- Theatrical release poster
- Directed by: Rainer Werner Fassbinder
- Written by: Rainer Werner Fassbinder
- Produced by: Rainer Werner Fassbinder; Michael Fengler; Peer Raben;
- Cinematography: Dietrich Lohmann
- Edited by: Rainer Werner Fassbinder; Thea Eymèsz;
- Music by: Peer Raben
- Production company: Antiteater-X-Film GmbH
- Distributed by: Basis-Film-Verleih GmbH
- Release date: 4 April 1970 (Vienna International Film Festival);
- Running time: 92 minutes
- Country: West Germany
- Language: German
- Budget: DM 180,000

= Gods of the Plague =

1970 West German film by Rainer Werner Fassbinder

Gods of the Plague (Götter der Pest) is a 1970 West German black-and-white drama film directed by Rainer Werner Fassbinder.

==Plot==
After his release from prison, ex-convict Franz Walsch finds his way back into the Munich criminal underworld. His attentions become focused upon two women, Joanna and Margarethe, as well as upon Günther, his friend who earlier shot his brother.

==Production==
The film was shot in Munich and Dingolfing during five weeks in October and November 1969 with Fassbinder eventually coming to consider it, shortly before he died, as the fifth-best feature film he made during his entire career.

==Analysis==
Kaja Silverman, author of the scholarly article "Fassbinder and Lacan: A Reconsideration of Gaze, Look, and Image," wrote that the film "holds subject and ideal image at the most extreme distance from each other and that, hence, attests most eloquently to the latter's recalcitrant exteriority." She further wrote that the character of Margarethe "sustains her identity through constant reference to an external representation." Commenting on the scene in which she sees herself in a poster of a face of a blonde woman, Silverman stated that it is "presumably a blown-up advertisement." It has also been noted that the film is replete with homoerotic symbolism.

==Release==
The film was released on DVD by The Criterion Collection in 2013 through its Eclipse series as part of a box set together with Love Is Colder Than Death, Katzelmacher, The American Soldier and Beware of a Holy Whore.

==Reception==
The film's ensemble cast and camera work won the Deutscher Filmpreis (Filmband in Gold) in 1970. PopMatters' opinion of the film was that it "prov[es] the director’s expressive mastery," critic Michael Koresky opined that the film "ultimately illustrates the futility of romance and the inevitability and ignominy of death," while another critic, Noel Murray, wrote that the film explores its "milieux in remarkable ways, with memorable moments" and a "casualness about nudity and scatology that outpaces even the American underground cinema of the era." Similarly, Slant Magazine critic Jordan Cronk wrote that Fassbinder's "technical prowess shows greater advancement" with this film, "parlaying minimalism into a more dreary dramaturgy".
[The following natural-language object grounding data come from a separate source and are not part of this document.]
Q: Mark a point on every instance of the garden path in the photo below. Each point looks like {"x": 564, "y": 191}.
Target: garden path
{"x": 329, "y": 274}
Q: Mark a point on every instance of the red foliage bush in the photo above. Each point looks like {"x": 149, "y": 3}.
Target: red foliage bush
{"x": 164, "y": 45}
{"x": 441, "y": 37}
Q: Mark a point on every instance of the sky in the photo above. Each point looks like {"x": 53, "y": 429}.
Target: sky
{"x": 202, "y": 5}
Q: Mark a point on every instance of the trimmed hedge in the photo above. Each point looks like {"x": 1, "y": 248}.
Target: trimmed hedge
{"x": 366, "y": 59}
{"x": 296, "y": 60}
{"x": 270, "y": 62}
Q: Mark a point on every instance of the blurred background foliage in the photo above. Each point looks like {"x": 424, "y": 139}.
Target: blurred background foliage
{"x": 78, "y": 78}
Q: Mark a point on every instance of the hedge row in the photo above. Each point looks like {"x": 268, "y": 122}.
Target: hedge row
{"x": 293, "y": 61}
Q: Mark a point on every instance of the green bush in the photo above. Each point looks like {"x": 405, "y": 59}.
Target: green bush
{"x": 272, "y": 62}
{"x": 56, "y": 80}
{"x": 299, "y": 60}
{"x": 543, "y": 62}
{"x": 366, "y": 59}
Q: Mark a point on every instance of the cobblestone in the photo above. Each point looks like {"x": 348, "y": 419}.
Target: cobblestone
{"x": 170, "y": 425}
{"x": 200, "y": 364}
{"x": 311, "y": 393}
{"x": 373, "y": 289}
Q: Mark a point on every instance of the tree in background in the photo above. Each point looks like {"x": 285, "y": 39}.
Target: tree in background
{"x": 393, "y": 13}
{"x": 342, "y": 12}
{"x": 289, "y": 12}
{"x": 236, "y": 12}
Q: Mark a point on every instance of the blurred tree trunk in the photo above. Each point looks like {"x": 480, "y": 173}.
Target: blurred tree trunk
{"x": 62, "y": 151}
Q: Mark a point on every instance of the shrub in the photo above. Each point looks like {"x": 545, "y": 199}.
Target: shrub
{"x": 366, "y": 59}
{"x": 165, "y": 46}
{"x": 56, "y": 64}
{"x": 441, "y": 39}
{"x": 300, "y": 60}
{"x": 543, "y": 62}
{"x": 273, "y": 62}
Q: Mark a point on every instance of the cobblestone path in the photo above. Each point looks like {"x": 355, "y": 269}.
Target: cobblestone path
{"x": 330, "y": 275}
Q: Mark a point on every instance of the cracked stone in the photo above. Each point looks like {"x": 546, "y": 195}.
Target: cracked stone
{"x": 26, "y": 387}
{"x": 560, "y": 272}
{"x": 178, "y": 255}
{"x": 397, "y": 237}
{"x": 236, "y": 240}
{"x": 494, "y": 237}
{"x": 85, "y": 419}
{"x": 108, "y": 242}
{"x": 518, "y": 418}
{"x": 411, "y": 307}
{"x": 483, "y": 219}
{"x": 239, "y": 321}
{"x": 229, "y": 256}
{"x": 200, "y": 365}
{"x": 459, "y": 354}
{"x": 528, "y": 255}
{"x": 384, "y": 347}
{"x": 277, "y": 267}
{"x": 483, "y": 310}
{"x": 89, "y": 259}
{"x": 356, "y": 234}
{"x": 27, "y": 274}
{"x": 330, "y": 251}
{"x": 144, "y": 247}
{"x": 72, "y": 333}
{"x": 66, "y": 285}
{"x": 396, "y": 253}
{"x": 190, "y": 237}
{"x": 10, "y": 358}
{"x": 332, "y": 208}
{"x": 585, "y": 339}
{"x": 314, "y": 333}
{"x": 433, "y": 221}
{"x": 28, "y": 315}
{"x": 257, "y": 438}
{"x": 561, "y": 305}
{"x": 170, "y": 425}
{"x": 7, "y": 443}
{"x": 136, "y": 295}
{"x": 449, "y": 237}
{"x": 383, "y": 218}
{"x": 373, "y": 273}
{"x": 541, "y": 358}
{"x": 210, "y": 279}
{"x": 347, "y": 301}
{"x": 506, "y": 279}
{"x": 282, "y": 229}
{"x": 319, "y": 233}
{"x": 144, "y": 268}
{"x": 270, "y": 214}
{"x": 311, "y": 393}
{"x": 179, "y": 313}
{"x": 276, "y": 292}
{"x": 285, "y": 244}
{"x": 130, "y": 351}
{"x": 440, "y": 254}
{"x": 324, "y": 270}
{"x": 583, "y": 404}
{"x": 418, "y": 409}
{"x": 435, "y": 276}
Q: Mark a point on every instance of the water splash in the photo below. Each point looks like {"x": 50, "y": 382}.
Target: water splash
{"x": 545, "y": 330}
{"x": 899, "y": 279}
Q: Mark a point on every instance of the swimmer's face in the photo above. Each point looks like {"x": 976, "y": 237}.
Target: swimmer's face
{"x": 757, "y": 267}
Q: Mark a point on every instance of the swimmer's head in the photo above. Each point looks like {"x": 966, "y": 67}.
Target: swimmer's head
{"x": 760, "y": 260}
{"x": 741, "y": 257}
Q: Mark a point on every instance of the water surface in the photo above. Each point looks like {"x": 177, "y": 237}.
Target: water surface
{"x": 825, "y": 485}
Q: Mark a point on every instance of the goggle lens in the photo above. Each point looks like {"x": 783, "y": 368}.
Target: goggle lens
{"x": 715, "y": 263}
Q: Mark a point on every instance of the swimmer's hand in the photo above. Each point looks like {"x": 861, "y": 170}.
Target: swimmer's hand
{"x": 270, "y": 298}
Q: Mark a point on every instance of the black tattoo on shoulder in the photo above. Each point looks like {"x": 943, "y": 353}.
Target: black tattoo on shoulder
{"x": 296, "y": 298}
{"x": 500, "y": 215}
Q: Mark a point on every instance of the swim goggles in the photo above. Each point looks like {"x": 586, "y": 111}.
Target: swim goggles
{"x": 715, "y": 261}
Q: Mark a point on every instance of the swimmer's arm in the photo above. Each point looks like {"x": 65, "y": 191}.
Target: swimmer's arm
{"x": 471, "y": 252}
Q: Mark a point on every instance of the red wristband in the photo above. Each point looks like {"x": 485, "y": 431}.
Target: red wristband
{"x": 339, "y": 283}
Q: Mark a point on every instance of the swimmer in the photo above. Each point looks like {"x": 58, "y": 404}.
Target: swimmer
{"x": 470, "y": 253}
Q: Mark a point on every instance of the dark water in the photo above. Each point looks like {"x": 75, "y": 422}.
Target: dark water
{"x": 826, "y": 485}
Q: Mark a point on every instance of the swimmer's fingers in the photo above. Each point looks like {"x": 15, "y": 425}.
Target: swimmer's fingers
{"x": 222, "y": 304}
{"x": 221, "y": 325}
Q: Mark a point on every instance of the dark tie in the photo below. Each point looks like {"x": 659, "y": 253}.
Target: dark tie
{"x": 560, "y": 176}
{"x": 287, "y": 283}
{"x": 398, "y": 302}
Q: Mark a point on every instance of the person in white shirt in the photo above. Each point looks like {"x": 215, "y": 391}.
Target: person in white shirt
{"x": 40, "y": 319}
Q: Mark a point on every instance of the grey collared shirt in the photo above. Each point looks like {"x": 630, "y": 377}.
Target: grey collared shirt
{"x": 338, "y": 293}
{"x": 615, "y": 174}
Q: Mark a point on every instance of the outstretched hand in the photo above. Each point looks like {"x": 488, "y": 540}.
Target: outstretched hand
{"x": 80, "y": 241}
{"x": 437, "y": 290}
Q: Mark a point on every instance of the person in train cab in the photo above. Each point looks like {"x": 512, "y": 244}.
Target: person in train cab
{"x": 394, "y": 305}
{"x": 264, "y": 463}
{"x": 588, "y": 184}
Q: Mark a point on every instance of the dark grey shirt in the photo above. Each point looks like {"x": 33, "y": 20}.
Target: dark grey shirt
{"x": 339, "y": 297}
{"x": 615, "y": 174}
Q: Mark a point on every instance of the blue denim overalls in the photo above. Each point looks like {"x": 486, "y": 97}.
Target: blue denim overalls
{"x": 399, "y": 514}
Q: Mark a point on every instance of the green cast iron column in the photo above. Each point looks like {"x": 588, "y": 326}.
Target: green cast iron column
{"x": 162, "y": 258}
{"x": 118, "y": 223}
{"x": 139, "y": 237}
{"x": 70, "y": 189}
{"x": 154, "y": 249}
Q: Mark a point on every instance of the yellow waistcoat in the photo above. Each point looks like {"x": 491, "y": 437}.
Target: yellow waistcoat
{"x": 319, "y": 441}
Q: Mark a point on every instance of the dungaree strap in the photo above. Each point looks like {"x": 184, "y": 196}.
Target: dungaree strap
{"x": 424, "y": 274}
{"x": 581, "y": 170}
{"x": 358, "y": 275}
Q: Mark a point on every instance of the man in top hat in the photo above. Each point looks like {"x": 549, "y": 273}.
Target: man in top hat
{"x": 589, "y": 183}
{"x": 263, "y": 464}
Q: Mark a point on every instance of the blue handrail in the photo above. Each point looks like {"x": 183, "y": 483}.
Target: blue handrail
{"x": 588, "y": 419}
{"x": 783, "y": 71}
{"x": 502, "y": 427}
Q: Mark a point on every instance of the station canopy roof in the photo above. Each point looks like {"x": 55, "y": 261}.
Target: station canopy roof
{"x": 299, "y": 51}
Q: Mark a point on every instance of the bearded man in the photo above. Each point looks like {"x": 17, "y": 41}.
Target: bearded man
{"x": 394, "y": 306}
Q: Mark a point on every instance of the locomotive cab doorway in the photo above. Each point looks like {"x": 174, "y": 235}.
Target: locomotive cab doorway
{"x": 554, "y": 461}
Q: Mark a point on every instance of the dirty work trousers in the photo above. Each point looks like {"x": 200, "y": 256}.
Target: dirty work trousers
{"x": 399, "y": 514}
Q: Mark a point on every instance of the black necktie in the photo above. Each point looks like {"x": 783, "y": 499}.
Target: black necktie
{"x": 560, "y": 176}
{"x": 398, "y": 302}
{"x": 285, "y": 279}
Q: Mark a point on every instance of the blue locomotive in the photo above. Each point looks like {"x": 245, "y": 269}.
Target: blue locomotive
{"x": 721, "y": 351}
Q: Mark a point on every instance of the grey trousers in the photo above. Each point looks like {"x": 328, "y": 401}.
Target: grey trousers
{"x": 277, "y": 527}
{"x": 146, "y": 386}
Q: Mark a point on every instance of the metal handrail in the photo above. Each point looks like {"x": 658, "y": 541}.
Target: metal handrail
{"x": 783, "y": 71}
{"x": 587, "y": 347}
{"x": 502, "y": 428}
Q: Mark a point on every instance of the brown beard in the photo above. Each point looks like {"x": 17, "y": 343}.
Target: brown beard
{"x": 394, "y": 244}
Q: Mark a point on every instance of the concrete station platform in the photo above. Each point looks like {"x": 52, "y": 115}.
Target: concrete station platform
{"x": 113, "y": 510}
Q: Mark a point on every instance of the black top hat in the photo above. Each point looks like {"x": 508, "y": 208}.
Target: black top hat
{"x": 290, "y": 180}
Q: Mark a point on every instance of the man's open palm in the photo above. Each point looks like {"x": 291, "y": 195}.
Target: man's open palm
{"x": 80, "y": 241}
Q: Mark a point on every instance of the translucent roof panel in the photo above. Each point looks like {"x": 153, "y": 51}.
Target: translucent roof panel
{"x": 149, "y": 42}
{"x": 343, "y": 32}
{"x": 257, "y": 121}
Steve Erickson underscored the fact that "there's something compelling about the film's experimentation, even if Fassbinder’s skills weren't all quite there yet. For one thing, Gods of the Plague takes a narrative that purportedly revolves around a heterosexual love triangle and turns it in a homoerotic direction, offering up nudity from both Baer and Kaufmann, the latter of whom the director was infatuated with at the time. That's a twist on the film noir rarely seen even today," and Rebecca A. Brown noted that the film is one of "Fassbinder’s most visually stunning early films [in which the] camera lushly juxtaposes intense darks, greys, and whites in every scene. Centered images of the actors and well-decorated interiors abound, as well, disorienting the familiarity of the narrative and Baer’s purposely listless performance." Furthermore, IndieWire has referred to the film as "sensually composed," critic Fernando F. Croce opined that the film's "dialogue is musical in its terseness," critic Dennis Schwartz has called it a "fairly good watch," and TV Guide wrote that it is a "memorable crime flick." The New York Times critic Vincent Canby wrote that "it's impeccably performed by members of the Fassbinder stock company," and London's Time Out praised the film as "a witty, stylish meditation on the genre, filtered through the decidedly dark and morbid sensibility of its director."

==Bibliography==
- Silverman, Kaja. "Fassbinder and Lacan: A Reconsideration of Gaze, Look, and Image." In: Bryson, Norman, Michael Ann Holly, and Keith Moxey (editors). Visual Culture: Images and Interpretations. Wesleyan University Press, 2013, p. 272ff. ISBN 0819574236, 9780819574237.